Each node, which we call a commit is uniquely identified by a hash string. Each node stores what our code looked like then (when we made the commit) and using the hash codes we can easily revert to a specific point in time.

The commits are made up of local changes that we make to our code. A basic workflow for adding commits is seen below

Assuming that we have made some changes to our local working directory and that we want to get these updates to be online in the remote repository we have to do the following steps:

  • First, we run the command git add. This will move our changes to the staging area. While changes are in the staging area we can very easily revert them (using git restore). There has therefore not been assigned a unique hash to the code yet, and we can therefore still overwrite it.

  • To take our code from the staging area and make it into a commit, we simply run git commit which will locally add a note to the graph. It is important again, that we have not pushed the commit to the online repository yet.

  • Finally, we want others to be able to use the changes that we made. We do a simple git push and our commit gets online

Of course, the real power of version control is the ability to make branches, as in the image below


Image credit

Each branch can contain code that is not present on other branches. This is useful when you are many developers working together on the same project.

Exercises

  1. In your GitHub account create a repository, where the intention is to upload and version control a script

    1. After creating the repository, clone it to your computer

      git clone https://github.com/<my_user_name>/<my_repository_name>.git
      
  2. Create/Copy/Move the simple_classifier.py file and the requirements.txt file from the last virtual environment exercises into this repository.

  3. Add the files to a commit by using git add command

  4. Commit the files using git commit

  5. Finally, push the files to your repository using git push. Make sure to check online that the files have been updated in your repository.

  6. You can always use the command git status to check where you are in the process of making a commit.

  7. Make sure that you understand how to make branches, as this will allow you to try out code changes without messing with your working code. Creating a new branch can be done using:

    # create a new branch
    git checkout -b <my_branch_name>
    

    Afterwards, you can use git checkout to change between branches (remember to commit your work!) Try adding something (a file, a new line of code etc.) to the newly created branch, commit it and try changing back to master afterward. You should hopefully see whatever you added on the branch is not present on the main branch.

  8. Try to make a couple of commits to either your newly created branch or your main branch, let's say at least two. Afterwards, try executing

    git log
    

    which will give you info about the last couple of commits. Try to figure out how you can roll back to a previous commit? Hint: you need to use the git checkout command + the commit hash you get from git log.

  9. As a final exercise, we want to simulate a merge conflict, which happens when two users try to commit changes to the same lines of code in the codebase, and git is not able to resolve how the different commits should be integrated.

    1. In your browser, open your repository, go to any file of your choosing and click the edit button (see image below ) and make some changes to the file.

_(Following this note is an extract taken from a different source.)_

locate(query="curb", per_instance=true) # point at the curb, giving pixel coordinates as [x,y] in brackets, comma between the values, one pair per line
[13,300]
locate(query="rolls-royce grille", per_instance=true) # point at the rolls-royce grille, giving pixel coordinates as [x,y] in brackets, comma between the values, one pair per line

For example, if you choose a Python file you can just import some random packages at the top of the file. Commit the change.

    2. Make sure not to pull the change you just made to your local computer. Locally make changes to the same file in the same lines and commit them afterward.

  10. Now try to git pull the online changes. What should (hopefully) happen is that git will tell you that it found a merge conflict that needs to be resolved. Open the file and you should see something like this

    ```txt
    <<<<<<< HEAD
    this is some content to mess with
    content to append
    =======
    totally different content to merge later
    >>>>>>> master
    ```
    
    this should be interpreted as everything that's between `<<<<<<<` and `=======` are the changes made by your 
    local commit and everything between `=======` and `>>>>>>>` are the changes you are trying to pull. To fix the 
    merge conflict you simply have to make the code in the two "cells" work together. When you are done, remove the
    identifiers `<<<<<<<`, `=======` and `>>>>>>>`.
    
    1. Finally, commit the merge and try to push.